As I explained earlier, that was caused to some extent by the distortion and move in the Easter holidays into the second half of the year. From an optimization perspective, which is really the next level of responsibilities that the executives have got to focus on, given the simplification that has gone through the group, we now have to tighten up on those assets which are not performing at the required levels of return. We will continue the focus on overheads. I think what Pieter reported shows our intent to make sure that we keep the head office overheads under control, if not in a declining function. There is still work to complete in integrating the FMC transaction and the Life renal dialysis units. We think that the renal dialysis integrated care product will also be completed by the end of the calendar year.

With that, we conclude our presentation and happy to take questions. I will hand back to the operator.

Operator

Thank you, sir. Ladies and gentlemen, if you'd like to ask a question, please press star and then one on your telephone keypad. A confirmation tone will indicate that your line is in the question queue. You may press star and then two to leave the question queue. Once again, for the benefit of the participants connected via the webcast, you're welcome to pose your questions in the question box provided on your screen. At this stage, we have no questions coming from the lines. I will now hand over to Adam Pyle for written questions from the webcast.

Adam Pyle
Chief Strategy and Growth Officer, Life Healthcare

Right, we're just busy looking at the questions that are coming in.

Peter Wharton-Hood
CEO, Life Healthcare

I think we can start with the first question coming from Warren Riley.

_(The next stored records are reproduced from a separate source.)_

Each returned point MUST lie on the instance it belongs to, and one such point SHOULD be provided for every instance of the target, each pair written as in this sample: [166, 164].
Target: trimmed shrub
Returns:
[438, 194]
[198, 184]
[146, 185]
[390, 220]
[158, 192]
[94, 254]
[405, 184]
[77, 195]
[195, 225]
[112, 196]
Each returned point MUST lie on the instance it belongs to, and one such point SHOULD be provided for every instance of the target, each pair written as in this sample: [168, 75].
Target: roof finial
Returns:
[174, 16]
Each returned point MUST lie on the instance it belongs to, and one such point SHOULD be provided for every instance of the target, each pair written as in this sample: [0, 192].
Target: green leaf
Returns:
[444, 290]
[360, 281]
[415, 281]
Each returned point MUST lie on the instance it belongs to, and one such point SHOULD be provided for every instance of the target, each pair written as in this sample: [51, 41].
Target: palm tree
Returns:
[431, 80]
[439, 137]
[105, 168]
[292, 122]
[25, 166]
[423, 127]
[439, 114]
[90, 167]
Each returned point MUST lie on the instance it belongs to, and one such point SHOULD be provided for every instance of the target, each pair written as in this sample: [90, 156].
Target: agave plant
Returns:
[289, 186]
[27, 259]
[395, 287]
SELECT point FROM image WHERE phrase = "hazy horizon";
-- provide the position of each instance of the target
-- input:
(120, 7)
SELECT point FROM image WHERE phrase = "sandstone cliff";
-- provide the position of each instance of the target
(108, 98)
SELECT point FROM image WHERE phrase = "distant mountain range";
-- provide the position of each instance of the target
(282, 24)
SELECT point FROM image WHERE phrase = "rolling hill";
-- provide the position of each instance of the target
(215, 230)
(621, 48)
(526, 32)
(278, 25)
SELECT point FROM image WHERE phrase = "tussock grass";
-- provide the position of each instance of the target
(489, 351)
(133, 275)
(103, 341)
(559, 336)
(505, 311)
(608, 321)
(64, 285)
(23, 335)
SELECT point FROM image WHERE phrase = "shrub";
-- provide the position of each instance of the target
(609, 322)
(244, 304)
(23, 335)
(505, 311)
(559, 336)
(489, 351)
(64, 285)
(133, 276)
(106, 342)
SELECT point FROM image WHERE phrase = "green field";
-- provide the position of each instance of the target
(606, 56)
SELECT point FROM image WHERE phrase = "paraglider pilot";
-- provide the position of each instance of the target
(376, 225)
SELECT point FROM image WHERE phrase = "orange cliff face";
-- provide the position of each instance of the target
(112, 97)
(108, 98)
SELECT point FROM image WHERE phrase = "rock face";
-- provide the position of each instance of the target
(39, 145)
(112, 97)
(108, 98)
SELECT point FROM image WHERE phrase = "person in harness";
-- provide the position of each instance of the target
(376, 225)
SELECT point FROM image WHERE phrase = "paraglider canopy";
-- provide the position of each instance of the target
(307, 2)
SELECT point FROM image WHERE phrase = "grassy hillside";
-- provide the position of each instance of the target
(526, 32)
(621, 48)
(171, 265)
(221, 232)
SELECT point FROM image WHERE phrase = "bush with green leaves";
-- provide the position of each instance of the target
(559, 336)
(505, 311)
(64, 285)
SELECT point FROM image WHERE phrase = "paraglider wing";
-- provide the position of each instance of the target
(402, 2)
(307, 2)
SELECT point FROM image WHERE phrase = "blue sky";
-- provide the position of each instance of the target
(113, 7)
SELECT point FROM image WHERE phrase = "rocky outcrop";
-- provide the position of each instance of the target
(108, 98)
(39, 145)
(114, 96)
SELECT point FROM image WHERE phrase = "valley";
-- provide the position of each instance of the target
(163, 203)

Your disclosure shows that the FMC acquisition is contract.

Operator

Ladies and gentlemen, apologies. Please remain online. The main venue will be rejoining us shortly. Thank you. Ladies and gentlemen, please remain online. The main venue will be rejoining us shortly. Thank you.

Peter Wharton-Hood
CEO, Life Healthcare

From that business, and that has hurt some of our patient numbers. In the context of how we see it going forward, we remain completely optimistic that we've made the correct acquisition. The footprint will be correctly bedded down and integrated into our existing dialysis businesses. The outlook for us is positive. The short-term small EBITDA loss that is recorded there is just a factual rate.

Operator

Ladies and gentlemen, apologies. They seem to have technical difficulties from the venue. They are returning us shortly. Thank you.

Pieter van der Westhuizen
CFO, Life Healthcare

We have negotiated this part of the LMI transaction that these milestone payments flow will directly come through to Life Healthcare. There is also a question about the incentive charge. What is the estimation in terms of the incentive charge for the second half? The incentive charge will be at a similar charge than it has been for the first half. You will see that the charge in the second half of last year has been at a similar charge than it has been for this half.

Adam Pyle
Chief Strategy and Growth Officer, Life Healthcare

I think the balance of the questions that have come in refer back to the questions you've just answered now in terms of the questions around Fresenius. That really is the questions that we received so far.

Peter Wharton-Hood
CEO, Life Healthcare

We have no further questions on the feed.

Operator

Thank you. Confirming we don't have any further questions from the webcast.

Adam Pyle
Chief Strategy and Growth Officer, Life Healthcare

We will.

Operator

Thank you. At this point, we have no questions on the telephone lines either. Gentlemen, I'd like to hand back for closing remarks.

Peter Wharton-Hood
CEO, Life Healthcare

Thank you very much for your questions. Of course, our investor relations team, Adam Pyle, and our CFO, Pieter van der Westhuizen , and his team are available to take more direct questions on a one-to-one basis during the course of the next meetings. Thank you very much for your attendance.

Operator

Thank you. Ladies and gentlemen, that concludes today's event. Thank you for attending, and you may now disconnect your line.